The Light We Carry: Overcoming in Uncertain Times
- Author: Michelle Obama
- Language: English
- Published: November 15, 2022
- Publisher: Crown (North America) Viking Press (Commonwealth)
- Publication place: United States
- Media type: Print
- Pages: 336
- ISBN: 978-0-5932-3746-5 (Hardcover)
- Preceded by: Becoming

= The Light We Carry =

Book by Michelle Obama

The Light We Carry: Overcoming in Uncertain Times is a nonfiction book written by Michelle Obama and published on November 15, 2022, by Crown Publishing.

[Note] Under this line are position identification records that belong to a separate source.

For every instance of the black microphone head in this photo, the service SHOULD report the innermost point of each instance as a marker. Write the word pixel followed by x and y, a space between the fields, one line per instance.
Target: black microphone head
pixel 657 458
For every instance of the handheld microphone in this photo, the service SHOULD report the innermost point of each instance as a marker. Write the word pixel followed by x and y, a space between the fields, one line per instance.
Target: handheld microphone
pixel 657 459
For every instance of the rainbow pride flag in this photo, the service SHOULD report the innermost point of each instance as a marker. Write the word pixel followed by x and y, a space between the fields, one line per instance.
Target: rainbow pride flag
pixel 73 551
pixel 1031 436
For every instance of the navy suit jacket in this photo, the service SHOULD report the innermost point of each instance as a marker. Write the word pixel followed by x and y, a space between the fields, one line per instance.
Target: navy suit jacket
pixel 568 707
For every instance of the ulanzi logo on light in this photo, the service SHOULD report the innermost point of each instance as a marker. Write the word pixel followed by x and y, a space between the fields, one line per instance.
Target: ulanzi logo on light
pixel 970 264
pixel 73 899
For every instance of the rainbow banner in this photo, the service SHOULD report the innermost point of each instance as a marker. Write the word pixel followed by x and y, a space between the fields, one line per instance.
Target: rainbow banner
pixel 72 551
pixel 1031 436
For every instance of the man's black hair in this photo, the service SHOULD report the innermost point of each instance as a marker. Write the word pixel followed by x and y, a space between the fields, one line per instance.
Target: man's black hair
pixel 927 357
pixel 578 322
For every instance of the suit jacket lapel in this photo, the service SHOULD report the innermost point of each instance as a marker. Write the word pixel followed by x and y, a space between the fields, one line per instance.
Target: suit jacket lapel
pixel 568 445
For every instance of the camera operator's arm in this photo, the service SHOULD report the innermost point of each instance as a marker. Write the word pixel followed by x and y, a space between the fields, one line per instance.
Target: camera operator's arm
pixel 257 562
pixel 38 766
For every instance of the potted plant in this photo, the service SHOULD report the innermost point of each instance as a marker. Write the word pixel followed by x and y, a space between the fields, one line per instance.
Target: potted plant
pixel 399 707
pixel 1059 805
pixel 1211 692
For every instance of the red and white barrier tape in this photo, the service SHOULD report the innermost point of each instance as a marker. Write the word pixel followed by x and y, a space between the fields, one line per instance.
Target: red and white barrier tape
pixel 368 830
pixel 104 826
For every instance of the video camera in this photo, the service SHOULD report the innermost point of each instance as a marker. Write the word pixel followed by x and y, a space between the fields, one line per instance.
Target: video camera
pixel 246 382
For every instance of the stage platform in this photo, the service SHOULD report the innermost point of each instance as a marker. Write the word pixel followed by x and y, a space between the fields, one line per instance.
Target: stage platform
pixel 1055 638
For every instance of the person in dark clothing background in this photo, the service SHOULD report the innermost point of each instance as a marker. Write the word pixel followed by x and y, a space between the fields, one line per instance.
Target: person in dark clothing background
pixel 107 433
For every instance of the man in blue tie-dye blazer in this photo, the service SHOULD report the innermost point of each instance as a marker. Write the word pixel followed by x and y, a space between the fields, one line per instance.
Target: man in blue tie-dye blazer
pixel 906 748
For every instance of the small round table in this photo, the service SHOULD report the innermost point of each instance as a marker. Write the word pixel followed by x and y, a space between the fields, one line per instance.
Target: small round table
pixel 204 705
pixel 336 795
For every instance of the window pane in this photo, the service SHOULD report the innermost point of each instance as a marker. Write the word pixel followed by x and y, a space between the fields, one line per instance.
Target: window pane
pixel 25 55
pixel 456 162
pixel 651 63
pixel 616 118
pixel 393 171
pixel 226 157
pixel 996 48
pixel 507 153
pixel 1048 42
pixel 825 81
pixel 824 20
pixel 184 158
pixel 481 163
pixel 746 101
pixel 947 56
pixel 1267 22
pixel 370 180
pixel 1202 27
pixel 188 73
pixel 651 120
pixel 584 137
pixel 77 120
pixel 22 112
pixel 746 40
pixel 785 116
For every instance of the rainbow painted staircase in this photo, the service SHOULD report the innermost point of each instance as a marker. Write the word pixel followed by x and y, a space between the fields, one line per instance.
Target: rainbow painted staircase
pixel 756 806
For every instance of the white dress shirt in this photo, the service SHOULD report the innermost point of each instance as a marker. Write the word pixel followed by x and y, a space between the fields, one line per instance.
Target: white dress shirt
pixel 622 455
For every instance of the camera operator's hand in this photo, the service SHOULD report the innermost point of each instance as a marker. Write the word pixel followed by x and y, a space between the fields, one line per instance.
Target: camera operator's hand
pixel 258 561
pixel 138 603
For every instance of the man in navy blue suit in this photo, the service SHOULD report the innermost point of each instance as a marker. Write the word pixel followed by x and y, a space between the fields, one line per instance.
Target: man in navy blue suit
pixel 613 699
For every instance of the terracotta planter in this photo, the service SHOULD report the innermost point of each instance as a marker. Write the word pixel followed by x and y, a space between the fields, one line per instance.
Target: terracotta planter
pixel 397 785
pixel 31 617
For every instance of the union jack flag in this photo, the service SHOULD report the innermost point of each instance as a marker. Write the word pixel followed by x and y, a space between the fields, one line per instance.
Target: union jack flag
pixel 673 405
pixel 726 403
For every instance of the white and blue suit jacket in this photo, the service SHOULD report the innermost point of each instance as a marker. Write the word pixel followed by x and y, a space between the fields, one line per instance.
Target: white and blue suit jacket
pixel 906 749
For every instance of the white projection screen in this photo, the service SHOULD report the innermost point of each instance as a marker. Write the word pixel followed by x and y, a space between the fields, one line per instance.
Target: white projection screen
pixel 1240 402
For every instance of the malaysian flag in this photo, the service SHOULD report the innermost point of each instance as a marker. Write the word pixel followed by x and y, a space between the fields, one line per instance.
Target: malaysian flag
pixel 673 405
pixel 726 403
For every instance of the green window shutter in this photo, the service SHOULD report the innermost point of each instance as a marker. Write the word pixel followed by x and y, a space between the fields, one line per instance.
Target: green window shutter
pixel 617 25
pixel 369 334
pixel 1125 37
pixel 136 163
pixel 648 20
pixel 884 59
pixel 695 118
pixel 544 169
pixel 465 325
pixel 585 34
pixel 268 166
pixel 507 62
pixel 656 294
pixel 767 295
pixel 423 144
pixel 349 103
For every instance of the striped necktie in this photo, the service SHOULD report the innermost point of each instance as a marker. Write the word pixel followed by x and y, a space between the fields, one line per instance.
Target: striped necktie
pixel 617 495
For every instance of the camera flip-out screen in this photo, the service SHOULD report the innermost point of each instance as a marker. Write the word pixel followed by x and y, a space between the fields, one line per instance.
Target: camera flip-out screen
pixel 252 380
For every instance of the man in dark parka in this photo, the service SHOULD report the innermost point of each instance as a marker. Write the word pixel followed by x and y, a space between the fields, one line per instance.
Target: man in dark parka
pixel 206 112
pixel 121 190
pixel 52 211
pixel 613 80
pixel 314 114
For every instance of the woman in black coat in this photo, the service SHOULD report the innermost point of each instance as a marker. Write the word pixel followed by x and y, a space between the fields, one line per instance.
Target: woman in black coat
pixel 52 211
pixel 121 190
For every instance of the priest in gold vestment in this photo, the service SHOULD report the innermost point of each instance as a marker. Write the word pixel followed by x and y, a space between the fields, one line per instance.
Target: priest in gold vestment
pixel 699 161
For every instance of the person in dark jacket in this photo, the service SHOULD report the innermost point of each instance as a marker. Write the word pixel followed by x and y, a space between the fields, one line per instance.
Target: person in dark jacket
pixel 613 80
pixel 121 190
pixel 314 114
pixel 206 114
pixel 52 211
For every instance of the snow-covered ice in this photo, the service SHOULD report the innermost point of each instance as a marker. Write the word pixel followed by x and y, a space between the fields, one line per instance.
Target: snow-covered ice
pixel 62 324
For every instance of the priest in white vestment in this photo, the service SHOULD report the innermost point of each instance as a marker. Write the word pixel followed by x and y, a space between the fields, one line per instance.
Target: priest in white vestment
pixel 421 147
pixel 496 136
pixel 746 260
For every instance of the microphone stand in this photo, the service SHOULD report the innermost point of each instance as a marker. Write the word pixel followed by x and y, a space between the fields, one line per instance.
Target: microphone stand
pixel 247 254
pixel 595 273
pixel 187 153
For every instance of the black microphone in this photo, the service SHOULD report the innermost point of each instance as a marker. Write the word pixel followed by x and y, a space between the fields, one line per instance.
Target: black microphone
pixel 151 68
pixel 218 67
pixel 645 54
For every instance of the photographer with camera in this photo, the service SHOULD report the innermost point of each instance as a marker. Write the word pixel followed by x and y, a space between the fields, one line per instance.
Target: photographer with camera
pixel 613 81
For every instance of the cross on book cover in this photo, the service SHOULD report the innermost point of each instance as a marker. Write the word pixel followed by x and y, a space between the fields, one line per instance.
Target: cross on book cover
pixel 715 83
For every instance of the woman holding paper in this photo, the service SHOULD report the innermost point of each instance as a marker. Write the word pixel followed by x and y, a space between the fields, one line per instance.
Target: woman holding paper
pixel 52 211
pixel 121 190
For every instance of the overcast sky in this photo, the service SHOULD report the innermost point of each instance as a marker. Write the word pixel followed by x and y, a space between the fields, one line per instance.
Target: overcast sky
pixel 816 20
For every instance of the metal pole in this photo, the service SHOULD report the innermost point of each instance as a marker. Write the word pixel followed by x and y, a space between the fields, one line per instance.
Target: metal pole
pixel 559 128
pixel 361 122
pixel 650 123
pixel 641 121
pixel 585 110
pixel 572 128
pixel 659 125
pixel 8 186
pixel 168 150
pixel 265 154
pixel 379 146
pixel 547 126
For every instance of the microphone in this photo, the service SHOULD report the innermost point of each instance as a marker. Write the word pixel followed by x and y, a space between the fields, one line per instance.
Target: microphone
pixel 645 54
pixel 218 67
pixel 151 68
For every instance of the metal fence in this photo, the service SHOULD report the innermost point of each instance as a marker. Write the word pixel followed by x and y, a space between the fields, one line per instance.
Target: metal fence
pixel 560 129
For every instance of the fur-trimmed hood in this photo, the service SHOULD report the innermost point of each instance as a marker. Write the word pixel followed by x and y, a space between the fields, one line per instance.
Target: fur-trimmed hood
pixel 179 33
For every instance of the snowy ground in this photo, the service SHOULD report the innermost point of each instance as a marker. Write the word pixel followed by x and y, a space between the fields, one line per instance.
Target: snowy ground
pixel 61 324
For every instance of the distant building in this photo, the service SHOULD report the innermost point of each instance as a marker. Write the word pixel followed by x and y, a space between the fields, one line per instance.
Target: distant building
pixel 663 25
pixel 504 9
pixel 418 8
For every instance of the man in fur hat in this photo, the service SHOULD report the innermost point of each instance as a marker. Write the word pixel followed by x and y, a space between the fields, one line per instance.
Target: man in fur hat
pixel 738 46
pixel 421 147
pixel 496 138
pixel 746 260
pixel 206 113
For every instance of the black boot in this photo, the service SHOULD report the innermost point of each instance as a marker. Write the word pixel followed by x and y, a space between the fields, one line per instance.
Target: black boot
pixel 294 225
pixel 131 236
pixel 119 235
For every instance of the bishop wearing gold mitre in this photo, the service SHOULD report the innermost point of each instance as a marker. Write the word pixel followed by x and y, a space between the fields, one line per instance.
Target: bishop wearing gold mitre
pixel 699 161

According to the Associated Press, the author "shares the contents of her 'personal toolbox' - the habits and practices, attitudes and beliefs, and even physical objects that she uses to overcome her feelings of fear, helplessness and self-doubt." The Light We Carry has generally received positive reviews from book critics. In February 2023, it was announced that a podcast series by Obama based on topics in the book and the live book tour called Michelle Obama: The Light Podcast was released on March 7 by Audible. In January 2023, it was BBC Radio 4's Book of the Week read by Obama herself.

==Background==
In 2018, Obama released her memoir Becoming which sold more than 14 million copies worldwide.

==Synopsis==
The Light We Carry deals with uncertainty in the world such as the COVID-19 pandemic.

Obama describes times where she felt uncertain or out of place such as being a rare African American undergraduate at Princeton in the 1980s or becoming the first African American First Lady of the United States.